The report issued Wednesday on the occasion of Article IV consultations’ conclusion, the 1st assessment of Egypt’s economy since 2011, predicts that fiscal consolidation will slash the budget deficit below 8 percent of GDP by 2018/19.

Central Bank of Egypt (CBE) has taken tough procedures since January 18, a fight against the black market, allowing the pound to weaken against the U.S. dollar by 6.3 percent at 10 consecutive auctions.

“A more flexible exchange rate, reflecting supply and demand and consistent with an adequate level of reserves, as a way to improve the availability of foreign exchange for households and businesses, strengthen competitiveness, support the current account, and attract foreign direct investment,” said IMF Egypt Mission Chief Chris Jarvis, welcoming the recent movements in the exchange rate.

The Egyptian pound stabilized at 7.53 per U.S. dollar at a regular central bank auction Wednesday.

Egypt’s central bank has also imposed a $10,000 daily ceiling for cash deposits in hard currency for both individuals and companies, with a total monthly limit of $50,000 imposed. Further, the CBE widened the range in which banks can trade dollars to 10 piasters above or below the official rate, up from 3 piasters.

“Growth is projected to reach 3.8 percent in 2014/15 and to rise steadily to 5 percent over the medium term, which would create jobs and reduce unemployment,” said the IMF.

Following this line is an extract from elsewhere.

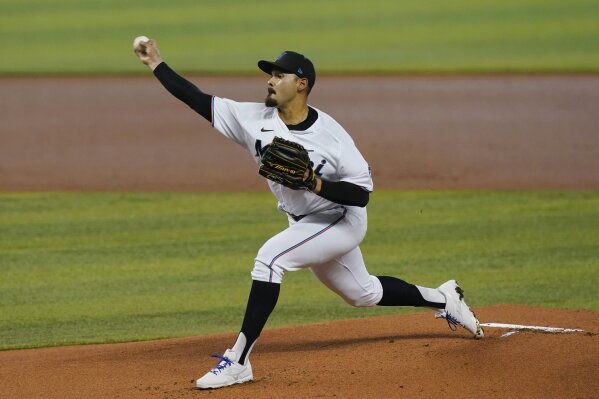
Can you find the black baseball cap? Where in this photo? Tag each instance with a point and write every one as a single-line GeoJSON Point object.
{"type": "Point", "coordinates": [291, 62]}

Egypt and the IMF have had a tense relationship since the January 25 Revolution, because of the international lender’s efforts to persuade Cairo to undertake economic reforms such as subsidy cuts and impose a value added tax.

Since President Abdel Fatah al-Sisi took office eight months ago, the government has begun to apply economic and fiscal reforms, including tax amendments and cutting fuel subsidies.

Commenting in a Wednesday statement, Minister of Finance Hany Kadry, said the IMF report is “positive” and “balanced.”

The report boosts confidence in the economic plan adopted by the government and its ability to increase employment rates and achieve the fiscal sustainability and economic stability, according to the minister.

Experts as well as the Ministry of Finance have stated they hope that the release of the report ahead of the economic summit set to be held in Sharm el-Sheikh in March would enhance investors’ confidence in Egypt’s economy.